With bragging rights on the line during a manic finale at Kingsholm, every player on the paddock trod the thin line between gutter and glory. Jimmy Cowan threw the game back to Bath, but Ollie Devoto kicked it away again. Worthy of a (harsh) Villain of the Weekend award.

He never stays quiet for long and Gavin Henson was the architect of our latest Try of the Weekend against his former employers, floating a sublime pass 25 metres to find Nick Scott of London Welsh’s left wing. Some delightfully simple interplay involving Phil Mackenzie followed, before Tom Arscott crashed over the Saracens line. More of the same please, Gav.

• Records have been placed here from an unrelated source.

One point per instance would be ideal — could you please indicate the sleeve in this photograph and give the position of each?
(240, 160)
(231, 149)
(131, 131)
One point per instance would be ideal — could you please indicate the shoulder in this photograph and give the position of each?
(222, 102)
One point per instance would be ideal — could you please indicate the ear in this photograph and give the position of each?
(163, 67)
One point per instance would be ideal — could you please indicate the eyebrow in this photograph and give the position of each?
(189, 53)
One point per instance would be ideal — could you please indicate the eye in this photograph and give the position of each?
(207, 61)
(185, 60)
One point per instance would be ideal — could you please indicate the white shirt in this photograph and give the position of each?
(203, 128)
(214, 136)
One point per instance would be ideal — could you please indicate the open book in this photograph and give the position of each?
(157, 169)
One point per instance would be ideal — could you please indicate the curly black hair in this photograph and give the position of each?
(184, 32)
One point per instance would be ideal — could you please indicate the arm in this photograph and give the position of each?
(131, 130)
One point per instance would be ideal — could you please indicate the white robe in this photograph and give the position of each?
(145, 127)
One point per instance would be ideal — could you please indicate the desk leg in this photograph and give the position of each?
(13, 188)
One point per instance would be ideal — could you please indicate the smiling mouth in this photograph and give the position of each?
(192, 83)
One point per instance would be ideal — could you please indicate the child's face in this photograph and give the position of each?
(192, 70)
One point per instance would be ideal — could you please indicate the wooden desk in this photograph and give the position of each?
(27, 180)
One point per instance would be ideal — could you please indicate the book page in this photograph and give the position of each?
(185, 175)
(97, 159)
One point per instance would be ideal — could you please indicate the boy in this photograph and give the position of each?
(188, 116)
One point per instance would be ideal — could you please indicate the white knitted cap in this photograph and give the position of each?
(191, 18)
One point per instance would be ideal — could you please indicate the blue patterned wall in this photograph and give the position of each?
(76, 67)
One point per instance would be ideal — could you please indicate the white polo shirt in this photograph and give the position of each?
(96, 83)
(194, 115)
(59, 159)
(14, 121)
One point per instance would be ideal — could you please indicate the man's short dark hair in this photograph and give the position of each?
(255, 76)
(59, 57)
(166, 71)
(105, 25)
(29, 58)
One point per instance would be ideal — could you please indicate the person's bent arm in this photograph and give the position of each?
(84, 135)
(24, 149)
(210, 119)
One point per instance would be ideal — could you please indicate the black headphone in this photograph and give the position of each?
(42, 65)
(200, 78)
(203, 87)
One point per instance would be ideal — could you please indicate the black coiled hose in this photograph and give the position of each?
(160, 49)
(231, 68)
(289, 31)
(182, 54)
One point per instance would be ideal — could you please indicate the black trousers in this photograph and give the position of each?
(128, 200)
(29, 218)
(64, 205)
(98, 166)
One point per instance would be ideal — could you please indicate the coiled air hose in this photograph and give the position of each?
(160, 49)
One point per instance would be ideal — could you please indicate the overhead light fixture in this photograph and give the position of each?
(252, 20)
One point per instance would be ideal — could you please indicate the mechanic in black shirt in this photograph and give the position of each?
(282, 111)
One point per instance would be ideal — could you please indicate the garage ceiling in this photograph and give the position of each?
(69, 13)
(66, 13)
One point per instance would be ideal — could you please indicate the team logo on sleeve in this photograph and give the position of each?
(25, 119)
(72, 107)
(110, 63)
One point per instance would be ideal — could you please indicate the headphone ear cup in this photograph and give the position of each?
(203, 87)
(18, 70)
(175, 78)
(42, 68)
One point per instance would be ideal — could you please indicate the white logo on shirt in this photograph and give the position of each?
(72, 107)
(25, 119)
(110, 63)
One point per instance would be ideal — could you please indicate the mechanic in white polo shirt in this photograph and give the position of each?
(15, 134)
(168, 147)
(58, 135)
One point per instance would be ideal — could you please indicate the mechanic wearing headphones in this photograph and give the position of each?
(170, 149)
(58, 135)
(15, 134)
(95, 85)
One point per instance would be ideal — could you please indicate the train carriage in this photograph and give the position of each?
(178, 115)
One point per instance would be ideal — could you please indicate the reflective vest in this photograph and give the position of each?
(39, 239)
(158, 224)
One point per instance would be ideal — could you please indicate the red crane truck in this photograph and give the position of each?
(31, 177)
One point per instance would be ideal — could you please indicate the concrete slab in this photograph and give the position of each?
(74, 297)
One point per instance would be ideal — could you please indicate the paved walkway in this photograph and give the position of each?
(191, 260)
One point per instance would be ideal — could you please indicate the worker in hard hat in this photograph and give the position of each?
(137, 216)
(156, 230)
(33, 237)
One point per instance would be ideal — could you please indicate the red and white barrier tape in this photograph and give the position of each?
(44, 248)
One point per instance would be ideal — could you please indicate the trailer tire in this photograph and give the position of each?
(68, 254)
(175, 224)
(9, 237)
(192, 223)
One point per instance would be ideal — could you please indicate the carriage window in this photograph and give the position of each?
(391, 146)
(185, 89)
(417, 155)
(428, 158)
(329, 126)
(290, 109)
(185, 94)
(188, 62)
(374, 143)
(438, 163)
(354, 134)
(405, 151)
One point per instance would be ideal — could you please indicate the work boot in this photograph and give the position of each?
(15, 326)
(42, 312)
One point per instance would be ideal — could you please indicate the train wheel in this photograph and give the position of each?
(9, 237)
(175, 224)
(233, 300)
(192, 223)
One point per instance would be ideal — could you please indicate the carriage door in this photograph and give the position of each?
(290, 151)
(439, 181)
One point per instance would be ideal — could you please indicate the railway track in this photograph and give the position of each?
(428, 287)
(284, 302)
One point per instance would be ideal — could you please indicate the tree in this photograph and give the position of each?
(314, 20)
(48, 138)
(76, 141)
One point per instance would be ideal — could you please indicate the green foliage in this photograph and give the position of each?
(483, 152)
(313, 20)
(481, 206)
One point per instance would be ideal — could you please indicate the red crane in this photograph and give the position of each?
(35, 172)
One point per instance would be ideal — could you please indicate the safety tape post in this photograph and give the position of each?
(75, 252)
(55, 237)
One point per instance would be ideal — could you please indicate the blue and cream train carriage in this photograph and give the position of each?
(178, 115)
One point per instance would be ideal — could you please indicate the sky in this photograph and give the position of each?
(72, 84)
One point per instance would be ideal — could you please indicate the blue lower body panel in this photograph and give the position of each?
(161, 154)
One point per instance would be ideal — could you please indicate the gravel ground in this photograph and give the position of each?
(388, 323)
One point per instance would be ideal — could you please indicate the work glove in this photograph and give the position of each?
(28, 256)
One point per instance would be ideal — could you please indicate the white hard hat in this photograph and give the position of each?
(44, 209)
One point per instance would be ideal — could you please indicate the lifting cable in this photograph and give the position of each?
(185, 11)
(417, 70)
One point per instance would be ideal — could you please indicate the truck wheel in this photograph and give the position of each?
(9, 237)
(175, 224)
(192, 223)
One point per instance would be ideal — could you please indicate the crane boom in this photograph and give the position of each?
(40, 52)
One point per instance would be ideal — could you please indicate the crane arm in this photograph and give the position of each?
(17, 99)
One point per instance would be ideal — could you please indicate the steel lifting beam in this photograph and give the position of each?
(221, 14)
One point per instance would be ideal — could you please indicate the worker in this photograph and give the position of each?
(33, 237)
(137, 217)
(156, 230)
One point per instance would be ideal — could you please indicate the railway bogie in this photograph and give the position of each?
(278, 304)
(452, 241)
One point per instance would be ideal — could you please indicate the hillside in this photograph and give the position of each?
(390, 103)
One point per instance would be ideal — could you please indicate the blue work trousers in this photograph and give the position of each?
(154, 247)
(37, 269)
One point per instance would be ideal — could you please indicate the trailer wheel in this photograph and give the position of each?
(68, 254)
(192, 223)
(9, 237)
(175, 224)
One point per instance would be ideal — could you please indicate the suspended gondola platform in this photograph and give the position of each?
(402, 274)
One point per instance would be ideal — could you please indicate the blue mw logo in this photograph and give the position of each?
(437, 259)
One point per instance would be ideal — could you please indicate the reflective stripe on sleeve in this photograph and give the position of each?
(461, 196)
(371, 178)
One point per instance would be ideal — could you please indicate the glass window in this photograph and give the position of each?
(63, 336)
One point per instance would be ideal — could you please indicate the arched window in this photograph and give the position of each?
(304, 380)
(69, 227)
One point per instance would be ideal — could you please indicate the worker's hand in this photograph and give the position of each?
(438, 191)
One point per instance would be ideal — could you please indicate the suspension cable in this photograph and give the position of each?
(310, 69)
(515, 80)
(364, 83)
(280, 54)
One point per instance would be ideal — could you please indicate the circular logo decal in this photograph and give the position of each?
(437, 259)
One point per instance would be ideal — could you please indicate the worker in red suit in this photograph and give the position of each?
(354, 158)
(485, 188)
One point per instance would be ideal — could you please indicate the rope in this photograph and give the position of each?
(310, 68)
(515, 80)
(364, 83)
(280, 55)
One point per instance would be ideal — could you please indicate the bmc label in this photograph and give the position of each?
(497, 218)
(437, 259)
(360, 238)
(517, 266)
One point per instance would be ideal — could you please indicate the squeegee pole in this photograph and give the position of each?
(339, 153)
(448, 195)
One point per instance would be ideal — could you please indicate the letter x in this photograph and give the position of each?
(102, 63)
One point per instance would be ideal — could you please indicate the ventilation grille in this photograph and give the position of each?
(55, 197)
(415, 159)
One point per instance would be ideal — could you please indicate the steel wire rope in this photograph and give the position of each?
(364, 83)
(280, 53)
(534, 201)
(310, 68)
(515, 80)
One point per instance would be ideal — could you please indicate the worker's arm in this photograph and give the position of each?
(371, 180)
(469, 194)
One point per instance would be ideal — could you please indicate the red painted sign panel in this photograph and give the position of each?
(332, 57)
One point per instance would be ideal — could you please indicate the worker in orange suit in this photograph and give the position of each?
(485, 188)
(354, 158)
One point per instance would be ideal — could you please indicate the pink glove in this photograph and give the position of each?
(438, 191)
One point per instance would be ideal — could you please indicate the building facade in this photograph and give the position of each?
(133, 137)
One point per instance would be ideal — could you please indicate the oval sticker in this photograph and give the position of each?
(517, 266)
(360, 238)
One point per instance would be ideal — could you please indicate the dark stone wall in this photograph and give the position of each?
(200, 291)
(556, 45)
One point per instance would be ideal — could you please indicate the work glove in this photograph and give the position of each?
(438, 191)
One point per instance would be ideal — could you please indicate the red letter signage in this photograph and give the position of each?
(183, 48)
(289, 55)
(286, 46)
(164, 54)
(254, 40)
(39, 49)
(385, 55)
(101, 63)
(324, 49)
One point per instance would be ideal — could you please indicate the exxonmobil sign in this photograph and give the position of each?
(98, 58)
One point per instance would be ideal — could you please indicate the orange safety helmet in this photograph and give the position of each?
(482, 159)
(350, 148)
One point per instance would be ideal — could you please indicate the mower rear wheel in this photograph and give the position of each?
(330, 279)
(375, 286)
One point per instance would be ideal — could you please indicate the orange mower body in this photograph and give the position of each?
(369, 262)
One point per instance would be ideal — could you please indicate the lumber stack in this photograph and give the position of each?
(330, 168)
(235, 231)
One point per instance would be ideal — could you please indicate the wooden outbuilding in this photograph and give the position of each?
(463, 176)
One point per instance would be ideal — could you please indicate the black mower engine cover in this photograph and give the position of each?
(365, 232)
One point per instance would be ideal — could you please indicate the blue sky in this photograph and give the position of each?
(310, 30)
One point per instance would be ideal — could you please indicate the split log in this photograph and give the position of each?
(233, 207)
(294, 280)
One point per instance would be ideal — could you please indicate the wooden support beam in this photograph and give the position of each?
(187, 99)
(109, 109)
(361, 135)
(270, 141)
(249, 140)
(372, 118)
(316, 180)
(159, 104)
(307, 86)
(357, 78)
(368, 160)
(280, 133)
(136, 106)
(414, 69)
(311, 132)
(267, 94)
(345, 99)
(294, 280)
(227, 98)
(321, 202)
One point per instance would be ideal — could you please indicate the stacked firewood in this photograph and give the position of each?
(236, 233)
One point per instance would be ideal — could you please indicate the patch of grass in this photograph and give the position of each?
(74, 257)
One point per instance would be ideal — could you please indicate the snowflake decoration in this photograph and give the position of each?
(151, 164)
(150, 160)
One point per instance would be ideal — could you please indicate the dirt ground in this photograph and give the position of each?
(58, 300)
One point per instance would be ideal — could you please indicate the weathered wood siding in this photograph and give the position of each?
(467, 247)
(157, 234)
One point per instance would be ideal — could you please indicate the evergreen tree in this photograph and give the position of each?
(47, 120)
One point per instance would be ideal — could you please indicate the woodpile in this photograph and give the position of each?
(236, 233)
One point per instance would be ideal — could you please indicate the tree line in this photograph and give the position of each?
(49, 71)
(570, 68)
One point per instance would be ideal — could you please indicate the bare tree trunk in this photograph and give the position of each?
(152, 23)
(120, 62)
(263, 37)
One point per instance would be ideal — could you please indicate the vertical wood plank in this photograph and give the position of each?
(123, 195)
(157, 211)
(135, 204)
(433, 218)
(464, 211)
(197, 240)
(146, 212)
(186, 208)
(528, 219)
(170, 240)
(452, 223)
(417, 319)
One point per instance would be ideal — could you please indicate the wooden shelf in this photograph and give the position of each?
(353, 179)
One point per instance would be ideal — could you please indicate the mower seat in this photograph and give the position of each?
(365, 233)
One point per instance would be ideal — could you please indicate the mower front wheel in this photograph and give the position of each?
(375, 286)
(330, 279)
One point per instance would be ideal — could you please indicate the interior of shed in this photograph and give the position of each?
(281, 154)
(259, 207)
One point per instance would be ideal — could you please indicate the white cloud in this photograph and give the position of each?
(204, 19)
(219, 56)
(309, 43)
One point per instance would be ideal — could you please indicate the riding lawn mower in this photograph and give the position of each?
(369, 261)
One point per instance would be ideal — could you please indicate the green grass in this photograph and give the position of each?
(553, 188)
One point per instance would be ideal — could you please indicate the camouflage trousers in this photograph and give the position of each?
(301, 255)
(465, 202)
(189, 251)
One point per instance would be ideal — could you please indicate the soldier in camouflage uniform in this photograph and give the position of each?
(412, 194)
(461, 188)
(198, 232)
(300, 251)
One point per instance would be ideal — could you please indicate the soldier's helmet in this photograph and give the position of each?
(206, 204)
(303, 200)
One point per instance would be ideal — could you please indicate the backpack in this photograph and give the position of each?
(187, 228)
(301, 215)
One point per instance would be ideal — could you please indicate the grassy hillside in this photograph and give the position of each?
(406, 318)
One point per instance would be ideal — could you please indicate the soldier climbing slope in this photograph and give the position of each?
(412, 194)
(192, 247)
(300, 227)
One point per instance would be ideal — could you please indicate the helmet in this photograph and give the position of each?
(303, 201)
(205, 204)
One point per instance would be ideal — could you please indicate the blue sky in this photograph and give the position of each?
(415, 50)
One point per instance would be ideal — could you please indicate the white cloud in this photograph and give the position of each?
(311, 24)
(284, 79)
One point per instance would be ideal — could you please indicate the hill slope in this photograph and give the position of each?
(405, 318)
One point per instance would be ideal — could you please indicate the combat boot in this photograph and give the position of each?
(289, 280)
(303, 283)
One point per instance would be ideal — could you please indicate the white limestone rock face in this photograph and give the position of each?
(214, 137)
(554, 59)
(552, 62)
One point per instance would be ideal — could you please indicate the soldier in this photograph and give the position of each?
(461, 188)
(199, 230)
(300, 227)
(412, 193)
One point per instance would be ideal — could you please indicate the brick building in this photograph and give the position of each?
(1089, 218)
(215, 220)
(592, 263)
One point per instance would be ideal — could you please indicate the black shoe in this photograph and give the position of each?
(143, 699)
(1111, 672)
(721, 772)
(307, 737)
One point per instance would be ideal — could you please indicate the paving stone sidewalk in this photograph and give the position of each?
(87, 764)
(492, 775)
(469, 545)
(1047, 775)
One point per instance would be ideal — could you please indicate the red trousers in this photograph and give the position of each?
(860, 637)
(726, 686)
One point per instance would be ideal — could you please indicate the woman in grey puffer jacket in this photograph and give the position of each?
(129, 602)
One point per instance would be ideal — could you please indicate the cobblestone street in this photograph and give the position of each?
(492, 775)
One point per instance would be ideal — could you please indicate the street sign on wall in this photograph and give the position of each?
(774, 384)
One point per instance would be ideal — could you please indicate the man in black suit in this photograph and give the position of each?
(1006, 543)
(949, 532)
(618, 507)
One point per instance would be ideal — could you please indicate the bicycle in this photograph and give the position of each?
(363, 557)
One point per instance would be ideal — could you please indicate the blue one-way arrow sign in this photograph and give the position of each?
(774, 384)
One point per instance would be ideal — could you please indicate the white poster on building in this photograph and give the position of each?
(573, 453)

By Charlie Morgan (@CharlieFelix)

6 thoughts on “Best of the Weekend: All Blacks remain unbeaten

  1. I had the misfortune of attending the Saints/Irish game on Saturday and I’ve never seen a clearer case of one side completely underestimating another. It was embarassing Saints just didn’t turn up mentally – they may have beaten Irish at the start of the season but they had the misfortune to meet them on the day when things finally started working. Irish were very impressive and they should start climbing the table now.

  2. Another appalling referee from the UK trying to destroy the rugby in the Superior Hemisphere. Does anyone in the Bleatingish Isles know any of the rules??

    1. We must be doing something right since the game was invented here and has been played here the longest… however I do agree that there are contrasts between the way southern and northern refs go about their job. But surely its the teams fault of they’re too pig headed to play the ref.

  3. I was also at reading, supporting saints. I found us embarrassing and awful. Credit to London Irish they were the more clinical and the better side. Well played London Irish!